Tılsım yapmak için yıldızların yerini ve tabiatlarını bilmek, fiile uygun zaman ve konumdaki yıldızı seçmek, yıldızın delâlet ettiği, tılsımla yapılmak istenen işin niteliğine uygun bir sembol edinmek gerekir. Bu semboller insanları koruduğuna veya uğur getirdiğine inanılan göz, el, saç, diş, tırnak, boynuz, kemik, taş gibi genelde hayvan ve insan vücudunun bazı kısımları ya da yüzük, madalyon, at nalı, mermi, muska ve yazı gibi insan yapımı objeler olabilir (TA, XXXI, 182). Tılsım işleminin dayanıklı ve aşırı ses çıkarmayan objelerle yapılması tercih edilir. Çünkü ses konsantrasyonu bozar; kemik ve tahta gibi çürüyüp bozulan nesneler işlemin etkisinin devamını engeller. Tılsım yapılırken ortamın ruhaniyetini güçlendirmek için tütsüler yakılır. Tılsımların üzerinde ilâh isimleri, melek adları, Kur’an âyetleri, astrolojik semboller, kabalistik işaretler, büyü daireleri, fal işaretleri, insan ve hayvan figürleri gibi işaretler bulunur. Osmanlı padişahları düşmandan korunmak amacıyla savaşlarda üzerinde değişik duaların ve Kur’an’dan sûrelerin yazılı olduğu tılsımlı gömlekler giyerlerdi. Tılsım objeleri gömlek şeklinde giyildiği, hamail şeklinde


taşındığı gibi üçgen, dörtgen, çokgen ya da yuvarlak biçimlerde yapılan cetvel veya muska olarak mahfazalar içinde çanta ve cüzdanlarda taşınır; tarla, çatı, eşik üzeri, yastık ve yorgan arası gibi yerlerde saklanırdı.
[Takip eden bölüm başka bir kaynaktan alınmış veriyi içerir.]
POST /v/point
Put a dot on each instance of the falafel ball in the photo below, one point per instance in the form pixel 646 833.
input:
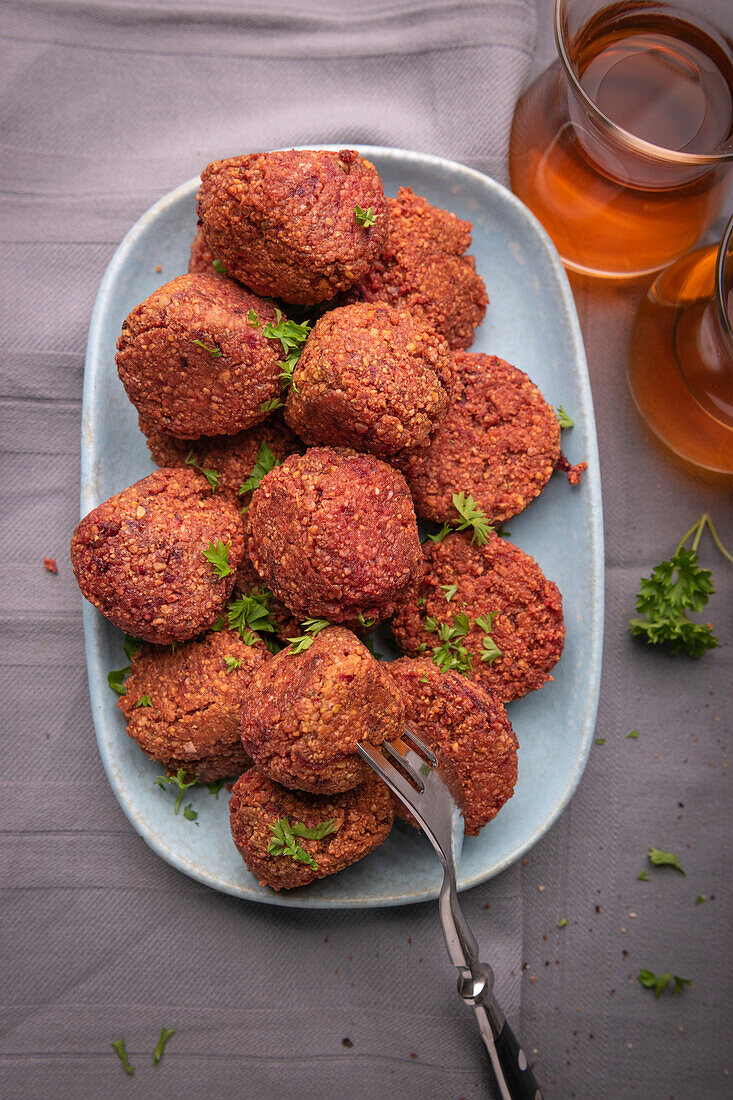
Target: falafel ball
pixel 192 362
pixel 361 820
pixel 370 377
pixel 332 534
pixel 505 587
pixel 182 707
pixel 305 711
pixel 500 443
pixel 232 458
pixel 468 730
pixel 423 268
pixel 140 557
pixel 285 223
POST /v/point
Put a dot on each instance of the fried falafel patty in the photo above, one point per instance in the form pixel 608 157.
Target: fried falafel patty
pixel 468 730
pixel 285 223
pixel 182 707
pixel 370 377
pixel 139 557
pixel 500 443
pixel 361 821
pixel 423 268
pixel 304 713
pixel 332 534
pixel 190 361
pixel 232 458
pixel 504 585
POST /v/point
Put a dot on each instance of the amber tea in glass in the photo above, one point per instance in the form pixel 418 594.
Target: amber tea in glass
pixel 680 367
pixel 622 147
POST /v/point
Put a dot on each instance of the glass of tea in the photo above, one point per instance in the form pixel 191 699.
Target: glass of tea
pixel 680 367
pixel 623 146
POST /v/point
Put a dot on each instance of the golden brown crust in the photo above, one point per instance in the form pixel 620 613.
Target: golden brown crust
pixel 500 443
pixel 304 713
pixel 139 557
pixel 362 817
pixel 192 363
pixel 371 377
pixel 284 222
pixel 495 578
pixel 193 717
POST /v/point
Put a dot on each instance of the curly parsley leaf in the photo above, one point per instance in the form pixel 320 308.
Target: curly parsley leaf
pixel 177 780
pixel 265 462
pixel 157 1053
pixel 219 557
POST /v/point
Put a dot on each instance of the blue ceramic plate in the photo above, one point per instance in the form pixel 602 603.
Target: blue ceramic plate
pixel 533 323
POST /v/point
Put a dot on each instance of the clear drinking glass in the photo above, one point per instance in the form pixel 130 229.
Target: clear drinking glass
pixel 680 367
pixel 623 146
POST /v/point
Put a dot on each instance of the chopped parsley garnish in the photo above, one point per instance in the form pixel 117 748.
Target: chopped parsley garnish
pixel 157 1053
pixel 365 218
pixel 676 587
pixel 660 858
pixel 649 980
pixel 115 678
pixel 472 518
pixel 284 842
pixel 219 557
pixel 118 1046
pixel 215 352
pixel 211 475
pixel 312 627
pixel 265 462
pixel 179 781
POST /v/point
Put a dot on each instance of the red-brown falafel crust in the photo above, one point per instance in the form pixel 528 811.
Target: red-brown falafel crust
pixel 495 578
pixel 231 457
pixel 468 730
pixel 370 377
pixel 362 817
pixel 423 268
pixel 139 557
pixel 332 534
pixel 182 707
pixel 304 713
pixel 499 442
pixel 284 223
pixel 192 363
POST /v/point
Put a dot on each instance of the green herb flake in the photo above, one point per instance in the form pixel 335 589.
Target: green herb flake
pixel 157 1053
pixel 118 1046
pixel 115 678
pixel 660 858
pixel 219 557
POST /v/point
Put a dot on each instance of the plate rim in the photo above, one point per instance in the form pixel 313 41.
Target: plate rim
pixel 89 496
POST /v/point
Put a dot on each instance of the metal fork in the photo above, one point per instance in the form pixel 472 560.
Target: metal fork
pixel 436 810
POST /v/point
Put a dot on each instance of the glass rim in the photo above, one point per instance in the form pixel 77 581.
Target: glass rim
pixel 624 136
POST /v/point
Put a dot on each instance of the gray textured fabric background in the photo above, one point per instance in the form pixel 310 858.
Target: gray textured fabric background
pixel 104 108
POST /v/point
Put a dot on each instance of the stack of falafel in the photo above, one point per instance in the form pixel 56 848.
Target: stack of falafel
pixel 308 516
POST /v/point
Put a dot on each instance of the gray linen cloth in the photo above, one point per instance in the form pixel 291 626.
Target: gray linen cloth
pixel 105 107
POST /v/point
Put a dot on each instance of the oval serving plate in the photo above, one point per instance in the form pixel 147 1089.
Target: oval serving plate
pixel 533 323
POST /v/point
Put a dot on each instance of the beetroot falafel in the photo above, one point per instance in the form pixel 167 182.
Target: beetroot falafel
pixel 360 820
pixel 370 377
pixel 332 534
pixel 192 362
pixel 140 557
pixel 182 707
pixel 500 443
pixel 503 586
pixel 285 223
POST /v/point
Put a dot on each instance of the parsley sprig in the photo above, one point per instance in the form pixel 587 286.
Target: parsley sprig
pixel 472 518
pixel 284 842
pixel 676 587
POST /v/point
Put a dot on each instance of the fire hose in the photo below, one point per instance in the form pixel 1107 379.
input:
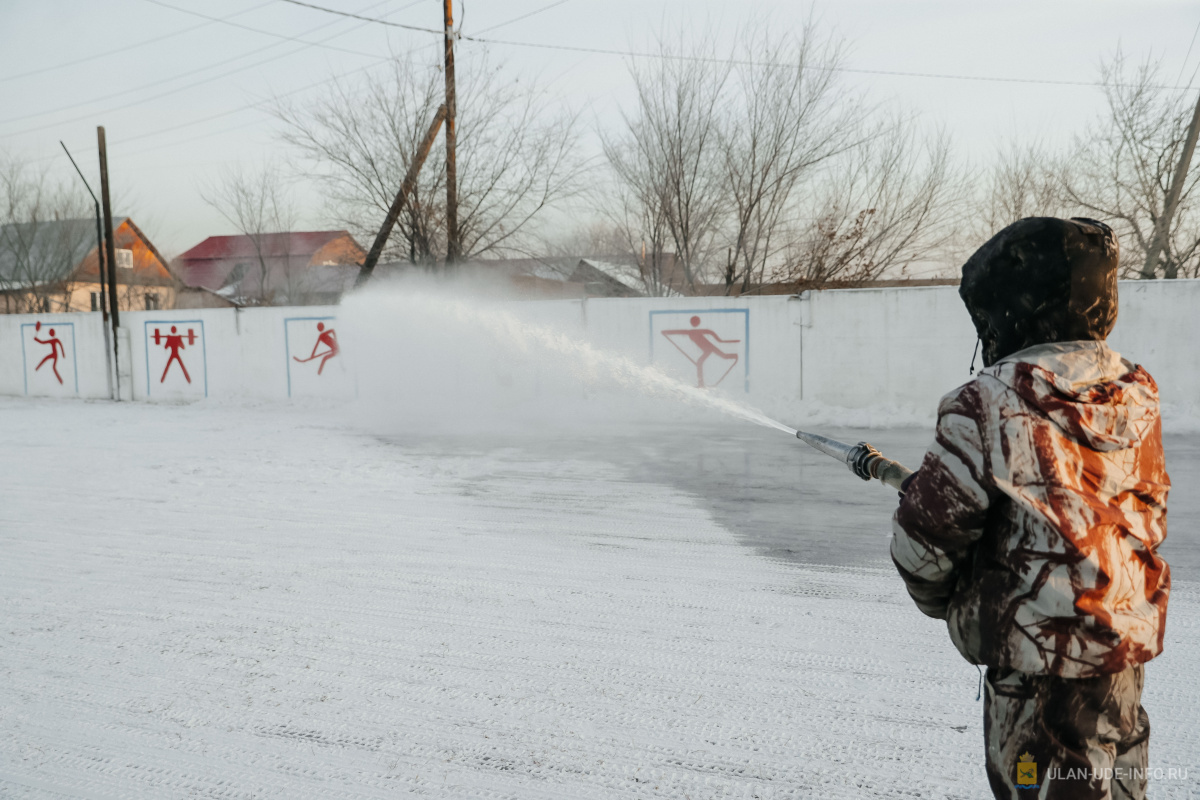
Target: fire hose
pixel 863 459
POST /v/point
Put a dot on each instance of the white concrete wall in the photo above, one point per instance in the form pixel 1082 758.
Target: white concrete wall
pixel 850 348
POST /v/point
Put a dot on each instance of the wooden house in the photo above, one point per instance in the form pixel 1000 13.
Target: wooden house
pixel 53 266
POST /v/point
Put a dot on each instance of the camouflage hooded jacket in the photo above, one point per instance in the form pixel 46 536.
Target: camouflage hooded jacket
pixel 1033 522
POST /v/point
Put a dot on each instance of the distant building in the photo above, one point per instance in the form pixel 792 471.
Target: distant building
pixel 53 266
pixel 563 276
pixel 294 268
Tılsımcılar tılsımın etkisinin insanlarla sınırlı kalmadığını, vahşi hayvanlar, kuşlar ve haşarata, hatta rüzgâr, deniz dalgaları ve yağmur gibi tabiat hadiselerine de uzandığını iddia etmektedir. Kaynaklarda bu etkilere ilişkin birçok örnek yer almaktadır. Câhiz Kitâbü’l-Ĥayevân’da (V, 397), Humus şehrini ziyaret ettiğinde kendisine tılsım sayesinde şehirlerinde akrep bulunmadığını, aynı sebeple Medînetülendelüsiye’ye yılanların girmediğini söylediklerini kaydetmekte, ancak bu iddiaları saçma bularak bahsedilen şehirlerde akrep ve yılan olmamasını yaşayacakları uygun ortamın yokluğuna bağlamaktadır. Ayrıca kaynaklarda tılsım sebebiyle serçelerin Ezher Üniversitesi’nde yuva yapamadığı, çaylakların İskenderiye’ye giremediği şeklinde inançlar da yer alır (el-Ķāmûsü’l-İslâmî, IV, 527-528). Kuzey Mısır’da Berârî mevkiinde insanların giysilerini parçalayan, çayırda otlayan koyunların karınlarını yararak bağırsaklarını yerlere seren “beâcîn” (yaralayanlar, deşenler) adında sihirbazlar gördüğünü kaydeden İbn Haldûn Hint, Sudan ve Türk topraklarında işaretle insanların kalbini yerinden koparıp yok eden, nar meyvesinin içindeki taneleri ortadan kaldıran, bulutları yönlendirip belirli topraklara yağmur yağdıran kişilerin yaşadığının kendisine nakledildiğini belirtmekte, bu tür örneklere Ebû Mesleme el-Mecrîtî’nin Ġāyetü’l-ĥakîm’inde ve Fahreddin er-Râzî’nin es-Sırrü’l-mektûm’unda çokça yer verildiğini bildirmektedir (Muķaddime, III, 1152-1155).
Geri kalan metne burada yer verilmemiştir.